Then I was leaving high school and going off to college and there was Frank Miller's The Dark Knight Returns. In 16 panels to the page, we watched the murder of Batman's parents, or rather we watched young Bruce react to that murder. We saw the father's hand on Bruce's shoulder, saw the finger squeeze the trigger, saw the shells leap from the gun, saw the father's hand clench and then relax, saw the mother's pearls stretch and snap and clatter to the ground.
Those pearls kept falling.
From The Dark Knight Returns by Frank Miller and Klaus Janson, published by DC.
Tim Burton's Batman was released in 1989, the year that I graduated from college, the year that my father died. Bruce and his parents leave the Monarch Theatre. The boy is still carrying his popcorn. Jack Napier appears, gun in hand. They all do their dance, their endless dance with the devil in the pale moonlight. Again the pearls fall, with the popcorn, in the rain.
I don’t know why these stories hit me so hard, don’t know why they are so compelling, don't know why they grab me by the scruff of the neck and make me sit up straight, except that they are so universally true, they are so much about loss and responsibility and guilt.

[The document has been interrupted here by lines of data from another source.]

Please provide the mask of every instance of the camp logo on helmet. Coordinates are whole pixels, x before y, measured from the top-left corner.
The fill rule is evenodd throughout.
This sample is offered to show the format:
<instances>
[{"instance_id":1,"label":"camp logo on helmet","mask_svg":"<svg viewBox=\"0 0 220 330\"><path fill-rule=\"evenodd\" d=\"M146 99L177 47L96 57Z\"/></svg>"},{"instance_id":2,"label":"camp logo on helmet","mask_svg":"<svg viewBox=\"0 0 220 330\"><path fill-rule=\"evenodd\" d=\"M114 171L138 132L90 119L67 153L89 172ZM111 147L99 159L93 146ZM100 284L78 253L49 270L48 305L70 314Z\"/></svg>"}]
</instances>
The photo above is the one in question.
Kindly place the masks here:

They make me want to be a superhero, to make my parents proud, to honor their memory, to avoid their mistakes. I want to be Batman when I grow up. I want to be Spider-Man.
So I stare at these pages in Convergence, not believing that something in this series has moved me. Then I do the math.
In two years, in the summer of 2017, I will turn 50. That same summer my wife and I will celebrate our 25th wedding anniversary. My oldest child, a son, will turn 18 and graduate from high school. My youngest child, a daughter, will become a teenager.
I do the math and I read the page again. I notice what the Dick Grayson who is not Robin has to say. He says, "It’s the time you need to hear the truth."
The truth. I think of a song by Staind, a song called "Fade" that goes: "Now I'm older and I feel like I could let some of this anger fade."
I realize this is the truth and that it is not just the anger that can fade, but also the guilt and the pain and the loss—the past. No longer looking back but, ironically enough here at mid-life, finally looking forward. Not just living in shadows, but casting shadows. No, better yet, casting light.
The truth. My children are much closer than I am to the age Peter Parker was when he was bitten by that spider, to the age Bruce Wayne was when the bat flew through that open window or crashed through that closed pane. It is their lives that hold the promise for heroism, more promise than my own does today, more promise, if truth be told, than mine ever did.
So while the anger fades with the grief and the guilt, the responsibility remains, a responsibility not to the past but to the future, to their future. This must be something that Uncle Ben, a parent, knew even better than Peter, a truth that he lived until he died. With great power comes great responsibility.
Then it hits me. The truth.
I don’t want to be Bruce Wayne. I want to be his father. I don't want to be Spider-Man. I want to be Uncle Ben.
The way that I read comic books may have just changed forever.